There are a few choices, pending your actual input.
To match all "whitespace characters" (space, tab, carriage return, newline and form feed), you can use the \s shorthand approach. If you want a number, in this case \d+, to be surrounded by "0 or more" of these, you would use:
\s*\d+\s*
In your full pattern:
\( # opening parentheses
\s*\d+\s*, # first number followed by a comma
\s*\d+\s* # second number
\) # closing parentheses
Note: The parentheses are escaped here as they're special characters in a regular expression pattern.

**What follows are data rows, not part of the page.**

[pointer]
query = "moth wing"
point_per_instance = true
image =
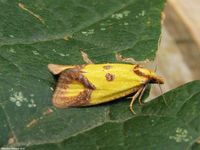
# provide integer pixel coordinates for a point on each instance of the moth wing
(57, 69)
(70, 92)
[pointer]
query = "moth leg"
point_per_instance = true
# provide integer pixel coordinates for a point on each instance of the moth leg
(120, 58)
(141, 94)
(134, 98)
(86, 58)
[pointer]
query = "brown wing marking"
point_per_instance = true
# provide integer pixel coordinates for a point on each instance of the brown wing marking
(66, 77)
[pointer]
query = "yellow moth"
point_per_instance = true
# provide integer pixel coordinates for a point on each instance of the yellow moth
(92, 84)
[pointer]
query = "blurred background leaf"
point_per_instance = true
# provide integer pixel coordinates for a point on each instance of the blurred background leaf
(36, 33)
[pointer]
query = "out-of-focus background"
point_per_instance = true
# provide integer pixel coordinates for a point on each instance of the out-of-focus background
(178, 56)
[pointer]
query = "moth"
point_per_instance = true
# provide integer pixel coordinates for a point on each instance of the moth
(92, 84)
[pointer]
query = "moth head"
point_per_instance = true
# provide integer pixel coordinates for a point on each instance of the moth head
(150, 75)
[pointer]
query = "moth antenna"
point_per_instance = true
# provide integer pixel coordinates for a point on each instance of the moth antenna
(162, 95)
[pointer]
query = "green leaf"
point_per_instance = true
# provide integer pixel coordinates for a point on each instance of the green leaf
(36, 33)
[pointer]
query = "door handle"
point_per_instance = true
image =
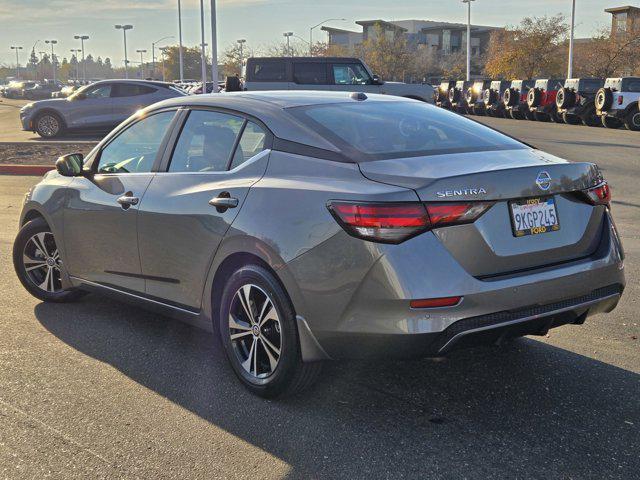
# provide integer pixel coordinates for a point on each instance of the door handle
(127, 200)
(224, 202)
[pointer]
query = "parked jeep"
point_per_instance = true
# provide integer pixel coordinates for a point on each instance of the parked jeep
(323, 73)
(576, 101)
(541, 99)
(515, 99)
(492, 98)
(441, 94)
(457, 97)
(617, 103)
(475, 102)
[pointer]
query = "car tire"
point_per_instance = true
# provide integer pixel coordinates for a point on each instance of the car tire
(610, 122)
(38, 271)
(632, 120)
(258, 329)
(49, 125)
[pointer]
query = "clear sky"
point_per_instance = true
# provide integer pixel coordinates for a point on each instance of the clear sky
(260, 22)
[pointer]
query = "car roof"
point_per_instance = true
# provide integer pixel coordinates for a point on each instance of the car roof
(270, 108)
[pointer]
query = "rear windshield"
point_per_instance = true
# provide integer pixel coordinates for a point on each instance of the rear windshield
(379, 130)
(631, 85)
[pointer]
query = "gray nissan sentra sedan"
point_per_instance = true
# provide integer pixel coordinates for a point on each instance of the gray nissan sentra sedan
(305, 226)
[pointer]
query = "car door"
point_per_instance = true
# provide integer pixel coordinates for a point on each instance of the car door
(128, 98)
(101, 211)
(188, 208)
(91, 108)
(349, 77)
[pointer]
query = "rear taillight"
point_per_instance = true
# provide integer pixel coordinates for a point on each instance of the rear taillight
(396, 222)
(600, 195)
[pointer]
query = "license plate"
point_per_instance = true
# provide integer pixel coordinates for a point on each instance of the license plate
(533, 216)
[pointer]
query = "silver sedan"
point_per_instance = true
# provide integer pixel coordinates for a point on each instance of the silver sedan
(307, 226)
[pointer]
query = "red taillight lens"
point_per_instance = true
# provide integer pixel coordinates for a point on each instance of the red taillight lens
(381, 222)
(396, 222)
(600, 195)
(435, 302)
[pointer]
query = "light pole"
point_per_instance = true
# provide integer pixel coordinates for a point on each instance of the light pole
(141, 52)
(468, 2)
(82, 38)
(180, 38)
(316, 26)
(202, 52)
(153, 54)
(214, 48)
(241, 42)
(53, 58)
(288, 35)
(124, 29)
(16, 48)
(573, 21)
(163, 49)
(75, 52)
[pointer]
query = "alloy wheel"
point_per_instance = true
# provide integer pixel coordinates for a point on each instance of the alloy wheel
(41, 260)
(48, 125)
(255, 331)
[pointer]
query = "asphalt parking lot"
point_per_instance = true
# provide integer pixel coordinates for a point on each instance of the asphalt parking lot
(99, 389)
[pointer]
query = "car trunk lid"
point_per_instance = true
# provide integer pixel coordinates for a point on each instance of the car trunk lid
(489, 246)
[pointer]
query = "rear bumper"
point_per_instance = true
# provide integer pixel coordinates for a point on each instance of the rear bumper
(481, 330)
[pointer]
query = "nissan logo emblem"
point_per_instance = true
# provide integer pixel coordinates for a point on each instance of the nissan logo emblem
(543, 180)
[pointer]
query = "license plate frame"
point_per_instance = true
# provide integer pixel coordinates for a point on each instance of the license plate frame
(547, 225)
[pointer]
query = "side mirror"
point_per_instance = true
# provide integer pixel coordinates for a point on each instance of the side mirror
(70, 165)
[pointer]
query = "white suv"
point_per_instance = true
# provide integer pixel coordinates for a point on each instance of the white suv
(617, 103)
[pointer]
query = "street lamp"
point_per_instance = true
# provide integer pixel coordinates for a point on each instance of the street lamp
(288, 35)
(53, 58)
(573, 21)
(16, 48)
(180, 37)
(124, 29)
(316, 26)
(82, 38)
(163, 50)
(468, 2)
(241, 42)
(141, 52)
(75, 52)
(153, 54)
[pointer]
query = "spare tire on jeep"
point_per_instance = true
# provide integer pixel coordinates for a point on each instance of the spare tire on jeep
(604, 99)
(510, 97)
(565, 98)
(533, 97)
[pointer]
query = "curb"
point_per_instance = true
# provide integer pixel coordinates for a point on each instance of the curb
(36, 170)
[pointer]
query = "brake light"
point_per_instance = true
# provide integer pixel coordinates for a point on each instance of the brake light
(435, 302)
(397, 222)
(600, 195)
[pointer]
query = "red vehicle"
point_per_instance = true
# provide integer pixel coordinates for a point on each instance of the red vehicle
(541, 99)
(515, 99)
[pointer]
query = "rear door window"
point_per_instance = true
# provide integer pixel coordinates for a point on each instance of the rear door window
(269, 71)
(130, 90)
(310, 73)
(206, 142)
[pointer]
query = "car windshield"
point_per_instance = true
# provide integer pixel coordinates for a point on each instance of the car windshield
(377, 130)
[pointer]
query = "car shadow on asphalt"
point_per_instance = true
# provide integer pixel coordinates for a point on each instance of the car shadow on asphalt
(526, 409)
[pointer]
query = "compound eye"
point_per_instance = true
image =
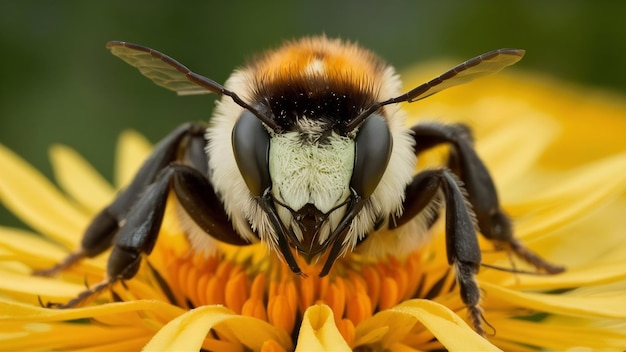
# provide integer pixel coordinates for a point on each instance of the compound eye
(251, 144)
(373, 145)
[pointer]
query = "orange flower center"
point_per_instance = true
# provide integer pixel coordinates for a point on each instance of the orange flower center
(267, 289)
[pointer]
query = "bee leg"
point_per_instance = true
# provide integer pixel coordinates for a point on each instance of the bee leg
(462, 247)
(99, 234)
(493, 223)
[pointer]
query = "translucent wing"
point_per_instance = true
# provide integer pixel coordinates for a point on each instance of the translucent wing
(164, 70)
(471, 69)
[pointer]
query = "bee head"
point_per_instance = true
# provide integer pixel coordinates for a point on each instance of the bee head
(314, 168)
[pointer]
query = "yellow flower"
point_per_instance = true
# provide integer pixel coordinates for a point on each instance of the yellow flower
(557, 154)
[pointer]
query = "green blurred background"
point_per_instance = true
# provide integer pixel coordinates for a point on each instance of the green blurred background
(58, 83)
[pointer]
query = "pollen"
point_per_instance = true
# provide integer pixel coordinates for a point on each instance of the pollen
(263, 287)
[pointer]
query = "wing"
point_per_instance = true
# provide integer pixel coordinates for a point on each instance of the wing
(469, 70)
(164, 70)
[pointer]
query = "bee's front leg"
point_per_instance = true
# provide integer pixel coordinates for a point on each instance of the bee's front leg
(463, 160)
(462, 247)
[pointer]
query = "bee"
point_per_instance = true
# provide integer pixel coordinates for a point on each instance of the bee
(307, 151)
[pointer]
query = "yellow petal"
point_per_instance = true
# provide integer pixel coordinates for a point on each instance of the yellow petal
(188, 331)
(319, 332)
(559, 337)
(452, 331)
(574, 277)
(132, 150)
(508, 152)
(29, 248)
(574, 196)
(79, 179)
(608, 304)
(14, 311)
(30, 196)
(33, 336)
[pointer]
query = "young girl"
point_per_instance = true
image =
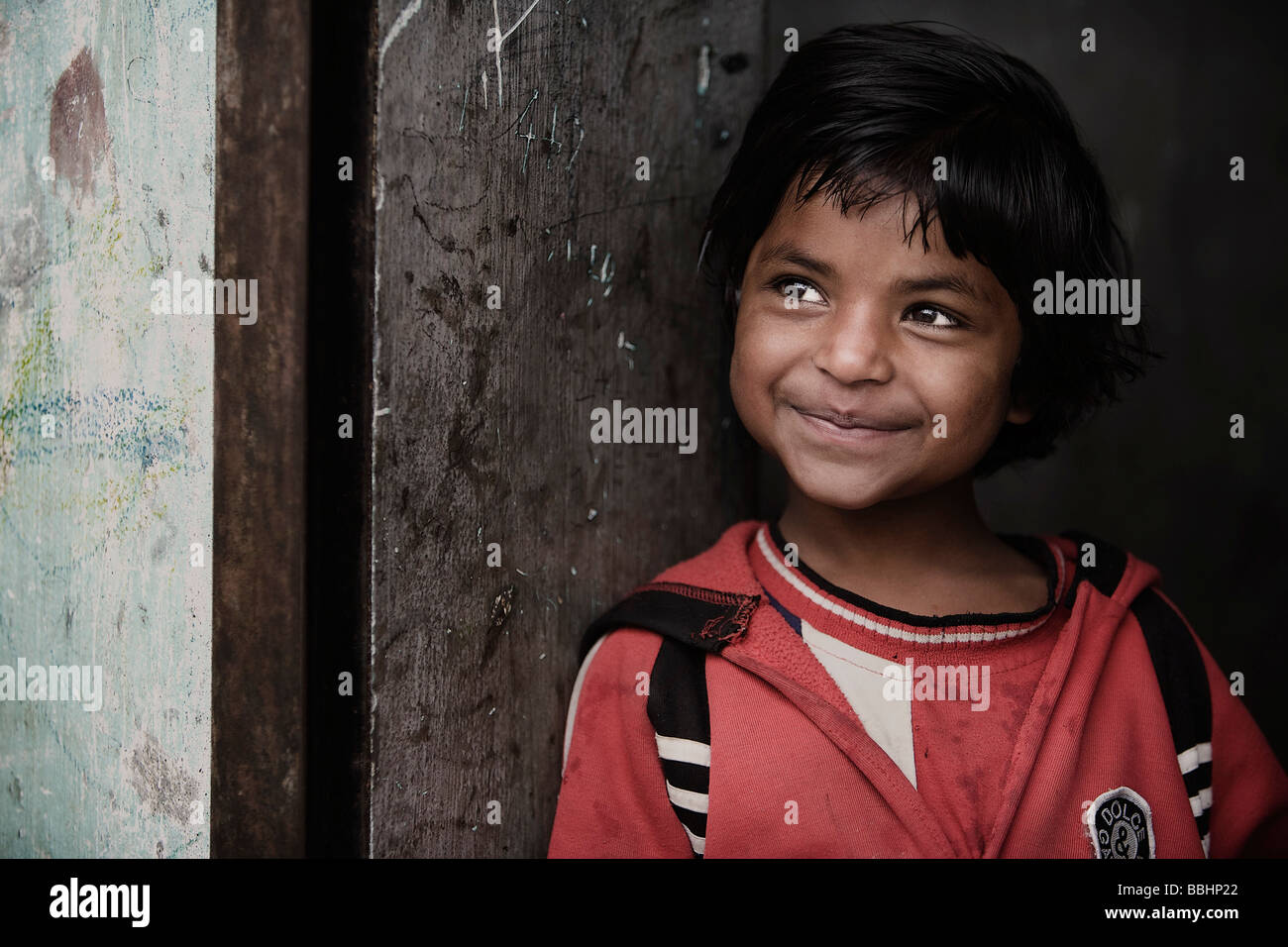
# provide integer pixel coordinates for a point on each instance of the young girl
(879, 674)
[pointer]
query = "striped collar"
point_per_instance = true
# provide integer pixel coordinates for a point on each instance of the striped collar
(846, 615)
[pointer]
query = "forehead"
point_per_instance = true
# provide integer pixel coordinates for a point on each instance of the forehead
(875, 243)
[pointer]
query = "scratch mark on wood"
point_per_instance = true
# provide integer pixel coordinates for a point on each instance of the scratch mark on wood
(403, 18)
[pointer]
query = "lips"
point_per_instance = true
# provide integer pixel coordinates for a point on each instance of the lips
(857, 421)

Now, if you don't want to match "all whitespace" and were only interested in plain spaces, for example, you could use a matching character set of [ ] (i.e. a space between two brackets). In the pattern from above:
\(
[ ]*\d+[ ]*,
[ ]*\d+[ ]*
\)
Not really sure how you want to use the matches, I'm assuming you want the numbers returned individually so in that case, you can use the following:
var str = '(1, 2)';
var matches = str.match(/\(\s*(\d+)\s*,\s*(\d+)\s*\)/);
if (matches) {
var firstNumber = matches[1];
var secondNumber = matches[2];
// do stuffs
}
Note: In the pattern I used here, I've wrapped the \d+s in parentheses; this will "capture" those values in to groups which are then accessible by their "group index". So, the first (\d+) will be available in matches[1] and the second will be available in matches[2].
Try this regex: \(\s*\d+\s*,\s*\d+\s*\).